Be kind, advocate for change where you can, and don't ask to speak to a manager. Ever.

Or join a (legitimate) grocery cooperative, and do some of this work.


There is no ethical consumption under capitalism.

Basically this.
posted by furnace.heart at 10:07 AM on April 5 [26 favorites]


I read the article. There's no indication that TJ's is ripping off these companies as the article literally says that no proprietary recipe is being used by TJ's, and even Aachar (which I'm unfamiliar with) isn't unique to the company interviewed.
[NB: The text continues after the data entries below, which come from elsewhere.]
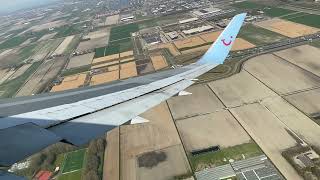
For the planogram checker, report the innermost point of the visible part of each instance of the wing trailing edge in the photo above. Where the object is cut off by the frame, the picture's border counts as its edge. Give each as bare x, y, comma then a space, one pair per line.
220, 49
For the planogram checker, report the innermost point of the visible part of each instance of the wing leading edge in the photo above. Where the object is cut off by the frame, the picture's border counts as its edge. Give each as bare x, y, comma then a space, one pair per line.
113, 111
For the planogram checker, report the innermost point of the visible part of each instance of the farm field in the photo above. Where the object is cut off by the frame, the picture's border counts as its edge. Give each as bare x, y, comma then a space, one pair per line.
70, 82
240, 89
250, 117
191, 50
175, 165
16, 56
127, 53
268, 68
145, 67
20, 71
287, 28
45, 26
92, 44
47, 36
159, 136
202, 101
82, 60
73, 161
239, 44
127, 59
189, 42
72, 167
47, 72
74, 71
45, 48
111, 20
303, 56
103, 33
105, 59
5, 74
215, 129
63, 46
306, 101
296, 121
306, 19
104, 77
123, 31
202, 161
112, 159
269, 10
159, 62
104, 65
173, 50
128, 70
259, 36
9, 89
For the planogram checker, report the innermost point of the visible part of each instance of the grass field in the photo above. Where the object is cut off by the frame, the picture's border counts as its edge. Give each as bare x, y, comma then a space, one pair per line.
259, 36
18, 40
71, 176
306, 19
69, 30
123, 32
270, 11
316, 43
73, 45
248, 5
9, 89
76, 70
73, 161
217, 158
114, 47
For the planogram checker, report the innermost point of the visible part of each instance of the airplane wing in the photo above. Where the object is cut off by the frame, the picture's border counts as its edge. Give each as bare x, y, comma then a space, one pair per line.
29, 124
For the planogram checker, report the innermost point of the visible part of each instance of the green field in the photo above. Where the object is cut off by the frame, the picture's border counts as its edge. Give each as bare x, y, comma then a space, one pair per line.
73, 45
259, 36
76, 70
269, 11
73, 161
123, 32
316, 43
306, 19
10, 88
276, 12
76, 175
248, 5
114, 47
217, 158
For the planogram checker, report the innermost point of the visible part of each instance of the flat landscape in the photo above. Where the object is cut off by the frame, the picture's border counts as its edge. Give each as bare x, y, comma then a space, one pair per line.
287, 28
258, 35
264, 128
82, 60
104, 77
215, 129
159, 136
46, 73
268, 68
240, 89
202, 101
303, 56
70, 82
306, 101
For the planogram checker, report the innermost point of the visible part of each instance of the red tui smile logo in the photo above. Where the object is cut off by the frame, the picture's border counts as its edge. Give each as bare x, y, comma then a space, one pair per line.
227, 43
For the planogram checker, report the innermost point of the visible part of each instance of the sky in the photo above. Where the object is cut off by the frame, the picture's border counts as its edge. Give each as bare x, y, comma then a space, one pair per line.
7, 6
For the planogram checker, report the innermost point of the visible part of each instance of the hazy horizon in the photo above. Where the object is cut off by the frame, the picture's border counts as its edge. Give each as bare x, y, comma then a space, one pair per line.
14, 5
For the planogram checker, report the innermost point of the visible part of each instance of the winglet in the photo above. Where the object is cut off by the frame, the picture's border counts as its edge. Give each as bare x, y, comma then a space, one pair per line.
219, 50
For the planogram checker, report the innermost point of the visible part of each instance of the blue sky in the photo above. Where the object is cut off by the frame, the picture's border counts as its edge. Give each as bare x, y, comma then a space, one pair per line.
13, 5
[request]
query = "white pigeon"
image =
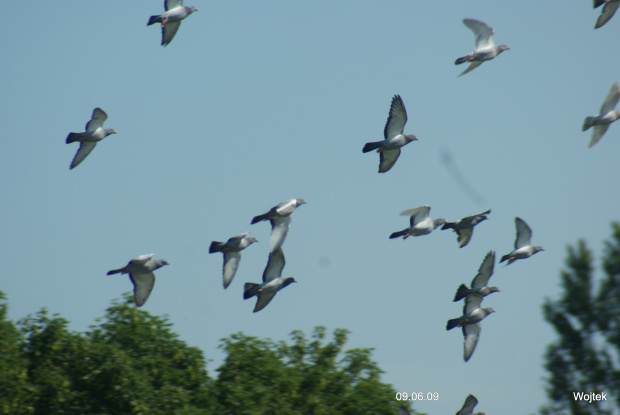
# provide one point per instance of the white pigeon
(470, 321)
(485, 48)
(88, 139)
(389, 149)
(420, 223)
(523, 249)
(232, 253)
(140, 272)
(280, 218)
(606, 116)
(171, 19)
(480, 281)
(272, 281)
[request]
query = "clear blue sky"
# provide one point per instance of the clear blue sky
(256, 102)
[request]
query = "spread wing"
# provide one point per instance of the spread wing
(96, 121)
(142, 287)
(397, 118)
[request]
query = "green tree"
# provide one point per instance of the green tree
(587, 319)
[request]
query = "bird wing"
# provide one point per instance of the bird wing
(524, 234)
(397, 118)
(471, 333)
(387, 158)
(231, 263)
(614, 93)
(279, 229)
(597, 133)
(482, 31)
(96, 121)
(608, 11)
(485, 271)
(142, 287)
(83, 151)
(168, 32)
(275, 265)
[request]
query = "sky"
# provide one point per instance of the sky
(257, 102)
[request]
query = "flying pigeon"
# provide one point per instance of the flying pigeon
(606, 116)
(485, 47)
(470, 321)
(140, 272)
(272, 281)
(88, 139)
(232, 253)
(479, 283)
(608, 11)
(523, 249)
(171, 19)
(280, 218)
(419, 222)
(464, 228)
(468, 406)
(389, 149)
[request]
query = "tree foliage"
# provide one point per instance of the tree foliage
(587, 319)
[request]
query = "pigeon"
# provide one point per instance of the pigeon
(389, 149)
(608, 11)
(140, 272)
(464, 228)
(468, 406)
(419, 222)
(470, 321)
(485, 47)
(88, 139)
(280, 218)
(606, 116)
(272, 281)
(523, 249)
(232, 253)
(171, 19)
(479, 283)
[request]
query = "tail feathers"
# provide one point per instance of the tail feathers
(154, 19)
(73, 137)
(216, 246)
(249, 290)
(588, 122)
(371, 146)
(461, 292)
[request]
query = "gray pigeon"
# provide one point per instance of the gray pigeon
(232, 253)
(606, 116)
(389, 149)
(468, 406)
(608, 11)
(470, 321)
(464, 228)
(272, 281)
(171, 19)
(485, 48)
(420, 222)
(523, 249)
(140, 272)
(88, 139)
(280, 218)
(479, 283)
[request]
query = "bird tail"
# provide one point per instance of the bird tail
(463, 59)
(73, 137)
(249, 290)
(259, 218)
(216, 246)
(588, 122)
(371, 146)
(461, 292)
(154, 19)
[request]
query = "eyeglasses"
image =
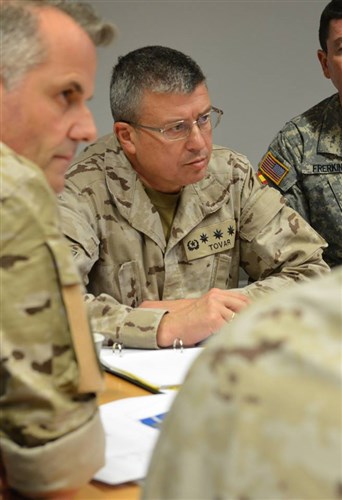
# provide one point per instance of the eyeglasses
(181, 130)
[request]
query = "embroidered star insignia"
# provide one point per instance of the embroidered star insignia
(218, 234)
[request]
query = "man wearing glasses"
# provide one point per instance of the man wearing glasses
(160, 220)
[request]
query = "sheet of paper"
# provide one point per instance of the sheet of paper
(154, 368)
(132, 428)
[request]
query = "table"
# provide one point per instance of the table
(116, 388)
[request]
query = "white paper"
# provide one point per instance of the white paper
(129, 442)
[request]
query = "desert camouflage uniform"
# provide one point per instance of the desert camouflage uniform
(50, 431)
(259, 415)
(225, 220)
(310, 146)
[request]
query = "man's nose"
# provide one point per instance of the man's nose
(84, 130)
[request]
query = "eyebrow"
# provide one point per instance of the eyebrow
(337, 42)
(77, 87)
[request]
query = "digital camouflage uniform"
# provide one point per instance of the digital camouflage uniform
(50, 431)
(259, 416)
(225, 220)
(304, 162)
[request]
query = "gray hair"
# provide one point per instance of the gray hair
(155, 69)
(22, 47)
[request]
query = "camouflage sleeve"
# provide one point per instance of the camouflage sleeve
(280, 167)
(277, 245)
(44, 420)
(259, 414)
(135, 327)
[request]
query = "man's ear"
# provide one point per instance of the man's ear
(323, 59)
(126, 135)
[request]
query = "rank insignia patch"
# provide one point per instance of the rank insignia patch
(208, 240)
(273, 169)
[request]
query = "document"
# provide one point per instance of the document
(157, 370)
(131, 427)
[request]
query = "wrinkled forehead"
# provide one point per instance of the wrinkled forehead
(173, 105)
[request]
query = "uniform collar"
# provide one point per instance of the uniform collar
(330, 138)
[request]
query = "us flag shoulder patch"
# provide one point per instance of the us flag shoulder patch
(273, 168)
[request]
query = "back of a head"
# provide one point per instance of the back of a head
(154, 69)
(332, 11)
(21, 45)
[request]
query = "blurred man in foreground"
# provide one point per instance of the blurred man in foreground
(51, 436)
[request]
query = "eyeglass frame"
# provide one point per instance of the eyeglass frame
(163, 130)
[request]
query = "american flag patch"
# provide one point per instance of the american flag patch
(273, 169)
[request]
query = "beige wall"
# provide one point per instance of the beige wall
(259, 58)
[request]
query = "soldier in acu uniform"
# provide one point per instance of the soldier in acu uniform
(304, 161)
(52, 441)
(160, 220)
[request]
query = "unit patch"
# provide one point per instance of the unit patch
(273, 169)
(261, 178)
(211, 239)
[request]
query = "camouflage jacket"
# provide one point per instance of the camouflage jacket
(304, 162)
(45, 421)
(226, 220)
(259, 414)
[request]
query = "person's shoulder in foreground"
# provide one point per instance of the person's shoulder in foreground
(304, 160)
(259, 414)
(48, 397)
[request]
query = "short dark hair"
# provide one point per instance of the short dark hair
(155, 69)
(332, 11)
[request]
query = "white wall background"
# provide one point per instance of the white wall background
(259, 57)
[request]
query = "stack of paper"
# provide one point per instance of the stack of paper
(130, 437)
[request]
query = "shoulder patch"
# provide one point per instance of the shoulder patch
(261, 178)
(273, 168)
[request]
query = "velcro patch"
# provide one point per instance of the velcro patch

The impression I got was that TJ talks to several vendors to get bids on manufacturing their in-house brand of product, and goes with the one that they find most suitable (cost? scale? it's unclear).

I'm not personally a fan of how this MF post turns this article (which doesn't even seem to raise the point) to one of "Trader Joe's engages in shady tactics to copy products from independent, minority-owned brands."

Disclaimer: I love TJs, so I realize that my opinion is biased, but I have no other affiliation with the company.
posted by milnak at 10:12 AM on April 5 [7 favorites]


because mostly they taste as cheap as they are

I subscribe to your Buy Shitty Snacks to Mitigate Rate of Consumption strategy

not exactly a refined palate and heavily lean to savoury/salty, but the difference between a small bowl and pounding an entire family-sized bag of Doritos Sweet Chili Heat in under 25 min is a small victory I'll take
posted by elkevelvet at 10:16 AM on April 5 [2 favorites]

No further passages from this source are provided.